In technical aspects, I wish we talked more about multi-tier, large scale applications. That’s what I deal with at work, and that’s where I see – applying the heuristic-based approach gives especially critical advantages.
– What this course does not teach? (and some about what it does)
It does not teach abstract definitions and bookish techniques. However, it teaches to critically assess claims and statements without worshipping to labels and metrics. This prepares to be comfortable and efficient as a tester in a variety of environments with their unique contexts and challenges.
The course teaches to develop and thoughtfully apply testing techniques as needed and as long as they make sense (dealing with the problem of “best practices”).
The course doesn’t teach testing politics or staff management. However, we were given some effective communication techniques that one can apply in all levels of the organization.
The course doesn’t teach either programming or ‘test automation’. However, Michael Bolton demonstrated some impressive examples on how use of tools and scripts amplifies effectiveness of tests. I’ve also learnt about the ways how an automation developer can increase his value for the testing team.
– Which part I didn’t get?
Or, at least, I’m not sure I got it the way it was intended.
This is test estimation part. I know from my own experience, and I totally agree with the concept that nobody really cares about “test estimation” – testing just absolutely must fit the development schedule (“Release date is written in stone!”).
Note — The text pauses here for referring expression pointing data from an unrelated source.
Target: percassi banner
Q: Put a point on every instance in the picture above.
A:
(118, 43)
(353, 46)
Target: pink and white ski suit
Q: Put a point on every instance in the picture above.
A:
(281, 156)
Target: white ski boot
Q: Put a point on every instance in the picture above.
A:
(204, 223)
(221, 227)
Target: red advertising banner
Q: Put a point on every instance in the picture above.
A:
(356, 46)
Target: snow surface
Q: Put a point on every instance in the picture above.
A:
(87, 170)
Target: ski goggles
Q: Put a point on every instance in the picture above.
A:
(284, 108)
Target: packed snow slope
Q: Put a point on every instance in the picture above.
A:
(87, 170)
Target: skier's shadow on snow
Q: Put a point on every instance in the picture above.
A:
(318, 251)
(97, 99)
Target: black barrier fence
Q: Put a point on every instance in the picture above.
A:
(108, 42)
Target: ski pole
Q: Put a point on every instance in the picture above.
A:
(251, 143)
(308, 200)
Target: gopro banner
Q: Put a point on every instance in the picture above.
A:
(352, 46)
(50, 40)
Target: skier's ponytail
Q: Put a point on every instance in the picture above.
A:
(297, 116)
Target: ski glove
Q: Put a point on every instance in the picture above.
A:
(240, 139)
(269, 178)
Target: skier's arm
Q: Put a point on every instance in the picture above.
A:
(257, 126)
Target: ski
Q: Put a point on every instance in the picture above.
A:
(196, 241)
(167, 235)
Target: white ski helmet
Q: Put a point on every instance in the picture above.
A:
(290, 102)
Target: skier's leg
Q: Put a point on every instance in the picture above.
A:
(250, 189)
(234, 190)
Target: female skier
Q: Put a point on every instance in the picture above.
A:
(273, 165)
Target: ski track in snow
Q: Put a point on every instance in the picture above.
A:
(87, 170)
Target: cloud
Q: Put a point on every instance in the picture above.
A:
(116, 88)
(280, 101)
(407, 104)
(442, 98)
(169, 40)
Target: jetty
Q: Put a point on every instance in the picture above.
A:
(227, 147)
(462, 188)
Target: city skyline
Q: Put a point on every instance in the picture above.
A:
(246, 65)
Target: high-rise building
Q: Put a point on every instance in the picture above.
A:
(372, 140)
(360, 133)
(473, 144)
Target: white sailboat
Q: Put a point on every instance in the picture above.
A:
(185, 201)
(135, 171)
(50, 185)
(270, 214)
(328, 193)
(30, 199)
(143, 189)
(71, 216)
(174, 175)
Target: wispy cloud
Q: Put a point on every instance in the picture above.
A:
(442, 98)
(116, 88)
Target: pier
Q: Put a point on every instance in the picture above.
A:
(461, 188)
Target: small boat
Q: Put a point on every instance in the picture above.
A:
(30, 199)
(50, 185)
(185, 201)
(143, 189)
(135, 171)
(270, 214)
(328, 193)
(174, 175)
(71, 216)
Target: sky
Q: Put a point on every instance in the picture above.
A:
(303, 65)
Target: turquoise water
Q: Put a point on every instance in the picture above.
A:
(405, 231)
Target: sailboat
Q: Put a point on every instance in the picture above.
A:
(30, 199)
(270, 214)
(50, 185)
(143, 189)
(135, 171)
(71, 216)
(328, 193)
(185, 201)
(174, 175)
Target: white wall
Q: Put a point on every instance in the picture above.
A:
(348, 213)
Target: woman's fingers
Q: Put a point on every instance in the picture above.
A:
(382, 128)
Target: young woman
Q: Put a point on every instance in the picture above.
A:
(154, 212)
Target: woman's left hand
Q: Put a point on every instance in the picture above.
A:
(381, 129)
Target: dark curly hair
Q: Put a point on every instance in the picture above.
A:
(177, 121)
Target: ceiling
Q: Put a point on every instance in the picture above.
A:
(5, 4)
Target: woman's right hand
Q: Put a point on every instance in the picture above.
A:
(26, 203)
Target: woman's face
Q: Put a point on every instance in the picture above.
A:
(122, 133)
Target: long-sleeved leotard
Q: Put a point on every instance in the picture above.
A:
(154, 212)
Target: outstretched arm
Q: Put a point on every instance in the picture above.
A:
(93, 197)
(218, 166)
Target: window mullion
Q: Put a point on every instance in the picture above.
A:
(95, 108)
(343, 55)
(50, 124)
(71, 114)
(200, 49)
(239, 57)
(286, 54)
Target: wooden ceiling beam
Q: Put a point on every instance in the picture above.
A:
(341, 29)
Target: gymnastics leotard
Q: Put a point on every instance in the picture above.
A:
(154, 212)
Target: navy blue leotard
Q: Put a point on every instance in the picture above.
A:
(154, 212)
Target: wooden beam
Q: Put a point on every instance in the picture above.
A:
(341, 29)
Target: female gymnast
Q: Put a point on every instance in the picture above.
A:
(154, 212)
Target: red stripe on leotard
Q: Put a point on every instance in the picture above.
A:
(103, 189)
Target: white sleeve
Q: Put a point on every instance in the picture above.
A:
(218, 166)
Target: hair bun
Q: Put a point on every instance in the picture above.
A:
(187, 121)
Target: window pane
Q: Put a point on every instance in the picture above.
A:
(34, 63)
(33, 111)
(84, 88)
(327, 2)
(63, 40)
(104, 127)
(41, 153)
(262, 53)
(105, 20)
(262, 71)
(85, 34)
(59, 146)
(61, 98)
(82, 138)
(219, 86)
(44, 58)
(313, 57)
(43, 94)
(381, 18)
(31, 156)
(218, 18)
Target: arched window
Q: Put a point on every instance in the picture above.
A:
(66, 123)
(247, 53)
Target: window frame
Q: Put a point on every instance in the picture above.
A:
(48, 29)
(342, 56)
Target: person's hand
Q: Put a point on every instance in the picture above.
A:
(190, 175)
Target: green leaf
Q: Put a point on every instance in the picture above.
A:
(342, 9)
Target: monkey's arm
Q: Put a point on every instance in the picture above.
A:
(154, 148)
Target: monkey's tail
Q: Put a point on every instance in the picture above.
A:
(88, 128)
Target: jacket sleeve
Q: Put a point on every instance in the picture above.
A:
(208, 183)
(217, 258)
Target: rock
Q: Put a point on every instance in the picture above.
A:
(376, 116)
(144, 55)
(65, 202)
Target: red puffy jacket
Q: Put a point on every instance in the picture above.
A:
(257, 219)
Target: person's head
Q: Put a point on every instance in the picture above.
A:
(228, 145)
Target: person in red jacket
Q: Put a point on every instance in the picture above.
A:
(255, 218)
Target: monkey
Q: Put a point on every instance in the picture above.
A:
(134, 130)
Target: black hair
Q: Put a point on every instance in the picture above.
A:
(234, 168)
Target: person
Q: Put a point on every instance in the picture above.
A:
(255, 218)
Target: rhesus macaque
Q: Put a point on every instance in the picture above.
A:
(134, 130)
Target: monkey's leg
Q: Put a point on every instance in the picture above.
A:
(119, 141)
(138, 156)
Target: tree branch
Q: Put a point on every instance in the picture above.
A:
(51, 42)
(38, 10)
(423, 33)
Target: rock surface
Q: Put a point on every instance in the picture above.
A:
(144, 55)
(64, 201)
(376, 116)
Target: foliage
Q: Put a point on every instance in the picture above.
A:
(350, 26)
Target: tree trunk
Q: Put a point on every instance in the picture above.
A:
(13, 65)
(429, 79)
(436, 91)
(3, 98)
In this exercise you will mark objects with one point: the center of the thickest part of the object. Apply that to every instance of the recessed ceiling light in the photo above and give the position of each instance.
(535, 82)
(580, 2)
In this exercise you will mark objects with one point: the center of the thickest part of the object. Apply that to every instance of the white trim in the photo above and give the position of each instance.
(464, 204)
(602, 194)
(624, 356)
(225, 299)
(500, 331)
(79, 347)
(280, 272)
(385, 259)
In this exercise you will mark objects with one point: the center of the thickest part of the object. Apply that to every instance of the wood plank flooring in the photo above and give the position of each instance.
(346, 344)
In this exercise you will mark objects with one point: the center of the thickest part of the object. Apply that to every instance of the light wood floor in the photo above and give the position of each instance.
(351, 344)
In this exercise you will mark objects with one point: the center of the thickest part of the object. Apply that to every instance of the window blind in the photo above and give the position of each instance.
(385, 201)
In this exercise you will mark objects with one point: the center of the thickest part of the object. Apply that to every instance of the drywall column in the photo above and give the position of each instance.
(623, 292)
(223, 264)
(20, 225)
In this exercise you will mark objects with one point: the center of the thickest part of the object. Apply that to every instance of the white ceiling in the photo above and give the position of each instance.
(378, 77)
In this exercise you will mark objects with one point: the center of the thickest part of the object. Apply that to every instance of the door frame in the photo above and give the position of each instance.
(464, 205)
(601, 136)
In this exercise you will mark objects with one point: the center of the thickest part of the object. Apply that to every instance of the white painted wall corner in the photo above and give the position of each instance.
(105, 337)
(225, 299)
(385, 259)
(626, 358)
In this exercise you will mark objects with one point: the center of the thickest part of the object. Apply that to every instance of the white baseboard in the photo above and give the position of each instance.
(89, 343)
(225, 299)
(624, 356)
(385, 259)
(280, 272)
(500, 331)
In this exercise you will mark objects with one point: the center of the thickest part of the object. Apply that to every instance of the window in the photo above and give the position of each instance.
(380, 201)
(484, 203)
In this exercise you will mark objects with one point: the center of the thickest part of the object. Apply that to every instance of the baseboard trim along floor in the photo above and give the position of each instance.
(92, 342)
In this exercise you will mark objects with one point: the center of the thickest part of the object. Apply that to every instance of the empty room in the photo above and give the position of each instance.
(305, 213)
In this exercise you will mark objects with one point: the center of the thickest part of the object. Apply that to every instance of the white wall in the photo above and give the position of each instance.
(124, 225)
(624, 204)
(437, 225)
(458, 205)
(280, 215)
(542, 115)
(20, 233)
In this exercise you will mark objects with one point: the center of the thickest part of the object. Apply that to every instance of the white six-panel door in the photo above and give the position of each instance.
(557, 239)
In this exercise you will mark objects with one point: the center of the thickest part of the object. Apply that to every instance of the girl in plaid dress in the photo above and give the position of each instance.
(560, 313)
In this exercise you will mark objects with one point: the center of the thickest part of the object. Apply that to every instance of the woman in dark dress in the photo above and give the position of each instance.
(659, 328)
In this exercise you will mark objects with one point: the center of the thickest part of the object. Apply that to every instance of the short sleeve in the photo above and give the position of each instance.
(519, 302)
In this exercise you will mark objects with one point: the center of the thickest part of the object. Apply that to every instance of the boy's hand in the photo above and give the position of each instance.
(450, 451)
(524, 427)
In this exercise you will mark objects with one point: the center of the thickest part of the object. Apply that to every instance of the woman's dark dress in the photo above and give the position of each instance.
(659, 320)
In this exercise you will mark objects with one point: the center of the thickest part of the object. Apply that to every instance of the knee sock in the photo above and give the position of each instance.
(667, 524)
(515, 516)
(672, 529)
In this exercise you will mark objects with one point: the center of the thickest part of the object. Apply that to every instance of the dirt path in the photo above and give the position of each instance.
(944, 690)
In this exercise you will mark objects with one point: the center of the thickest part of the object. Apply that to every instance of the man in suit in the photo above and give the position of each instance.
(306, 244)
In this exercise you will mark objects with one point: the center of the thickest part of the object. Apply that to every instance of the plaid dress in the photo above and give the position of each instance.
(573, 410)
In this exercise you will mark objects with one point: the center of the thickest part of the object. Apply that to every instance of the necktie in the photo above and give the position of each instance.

That is why, as a contractor, and a test lead, I pretty much do “test budgeting” trying to use the time given most effectively instead of demanding for the time budget based on the estimates. And budgeting time boxes for session-based exploratory testing – I get that. But how to plan “test execution phase”? How to bake in time for investigation of unknown problems and re-testing of unknown number of bug fixes? Possibly, these questions are addressed in “Rapid Software Testing for Test Managers” course? I’m definitely going to take this one.
– What I found especially challenging in the course?
The course is called Rapid Software Testing for a reason. Yet, I’m rather analytical type of person. You know – gather [all relevant] information, build a picture (model), carefully review, etc.. Of course, in testing, redundancy of information is a luxury one rarely has. As the course teaches rapid and fallible methods of assessment (heuristics) in conditions of lack of information and time pressure, I felt that my ‘natural habits’ anchor me. This was a bit frustrating at times.
– Did I feel disappointed in some of my expectations about the course?
No, not at all. In fact, I gained more than I expected. However, I used to see some comments online expressing vague disappointment. With regards to those, I can say – the course is not a magical initiation which instantly turns students into testing experts. Instead, it shows the lead and charges with the inspiration to follow the road of continuous learning. And that’s the most valuable takeaway.
– What I have gained I didn’t expect at all?
I have read some wide-known books about testing and even much more online article. I heard of the notion of a ‘testing story’ in online talks within the context-driven community. But the course gave me clear and concise points – what is that, why is that important, and even how to do that – telling testing story.
– To whom would I recommend attending the course?
Myself, 5 years ago.
Another answer: anybody involved in software development, especially testers, programmers, business analysts – and their managers.